= Individual flexibility agreement =

An individual flexibility agreement (IFA) is an agreement that can be reached between employer and employee under the Fair Work Act. It is an agreement made between a single employer and an individual employee. This agreement alters some of the terms of an award or agreement and it must leave the employee better off overall with the IFA than without it.

The power to make an IFA comes from the flexibility clause in the modern award. The Fair Work Act requires every Modern Award and Enterprise Agreement to include a "test flexibility clause". In theory, this clause enables an employer and employee to agree on an IFA which varies the effect of the award or agreement so that it can "meet the genuine needs of the employer and that individual employee" in an individual context.

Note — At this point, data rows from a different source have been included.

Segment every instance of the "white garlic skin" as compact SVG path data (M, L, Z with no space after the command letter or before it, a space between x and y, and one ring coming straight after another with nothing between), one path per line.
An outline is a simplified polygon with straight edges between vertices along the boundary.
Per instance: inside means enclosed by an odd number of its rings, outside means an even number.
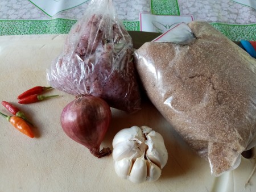
M112 142L117 175L134 183L155 181L168 160L163 137L147 126L119 131Z

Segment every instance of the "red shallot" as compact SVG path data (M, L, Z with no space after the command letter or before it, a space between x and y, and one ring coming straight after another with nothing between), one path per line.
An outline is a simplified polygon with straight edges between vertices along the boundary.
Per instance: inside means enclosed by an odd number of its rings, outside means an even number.
M70 138L101 158L112 152L108 147L100 151L111 118L110 107L104 100L83 95L77 97L65 107L60 120L63 131Z

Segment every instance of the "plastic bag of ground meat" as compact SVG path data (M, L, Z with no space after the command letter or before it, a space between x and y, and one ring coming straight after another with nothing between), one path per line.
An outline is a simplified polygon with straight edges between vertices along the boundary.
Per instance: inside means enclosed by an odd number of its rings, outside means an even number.
M47 71L50 85L74 95L100 97L129 112L141 107L131 38L112 1L92 0Z
M218 176L256 144L256 60L207 23L176 26L175 43L171 31L137 50L135 66L153 104Z

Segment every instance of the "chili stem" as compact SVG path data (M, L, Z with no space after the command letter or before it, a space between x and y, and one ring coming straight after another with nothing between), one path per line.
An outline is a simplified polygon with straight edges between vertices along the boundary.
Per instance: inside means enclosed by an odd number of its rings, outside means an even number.
M46 99L48 99L52 97L58 97L59 95L38 95L38 101L42 101Z
M5 119L6 119L6 120L9 122L10 121L10 119L11 119L11 116L8 116L8 115L5 115L4 114L3 114L1 112L0 112L0 115L2 115L2 116L3 116Z

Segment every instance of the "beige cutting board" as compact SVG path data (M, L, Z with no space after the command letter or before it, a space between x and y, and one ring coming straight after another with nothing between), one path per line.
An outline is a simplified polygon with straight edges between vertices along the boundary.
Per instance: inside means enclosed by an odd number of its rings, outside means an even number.
M61 51L65 35L0 36L1 100L16 105L36 126L36 137L20 133L0 119L0 191L255 191L256 173L245 186L255 159L242 158L234 171L211 176L209 165L193 153L148 101L128 115L112 109L113 119L101 147L112 147L115 134L146 125L160 133L169 154L155 182L134 184L115 174L112 156L98 159L63 131L60 116L74 97L21 105L16 97L35 86L48 85L46 70ZM0 111L10 114L3 107Z

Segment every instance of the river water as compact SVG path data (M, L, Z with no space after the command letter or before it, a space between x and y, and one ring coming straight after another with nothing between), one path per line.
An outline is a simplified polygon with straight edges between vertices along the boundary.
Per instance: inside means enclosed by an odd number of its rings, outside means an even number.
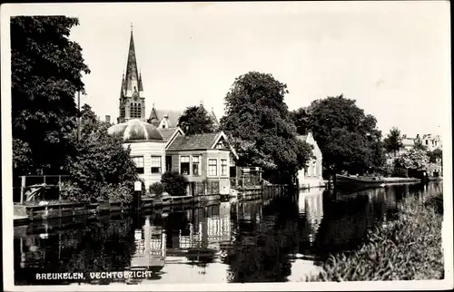
M301 190L272 200L221 202L182 211L123 214L15 227L16 285L301 281L330 253L354 250L398 215L403 198L442 191L442 182L363 190ZM89 272L146 268L144 278ZM36 273L84 272L83 280Z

Employers are prohibited from using undue influence or pressure, coercion, threats, discrimination or taking adverse action against an employee to make them sign. Nor can employers insist upon an employee agreeing to an IFA as a condition of employment or lose out on opportunities such as overtime or shifts with increased penalty rates attached.

==Spotless and IFAs==
One notable case of public resistance to IFAs occurred with the Spotless Group. In 2011, the Spotless Group became the focus of an industrial relations test case in Australia after claims of bullying and harassment surrounding Spotless’ use of IFAs, were raised by members of United Voice, the union that represents contract cleaners employed by Spotless at shopping centres, CBD buildings and other privately and publicly owned buildings.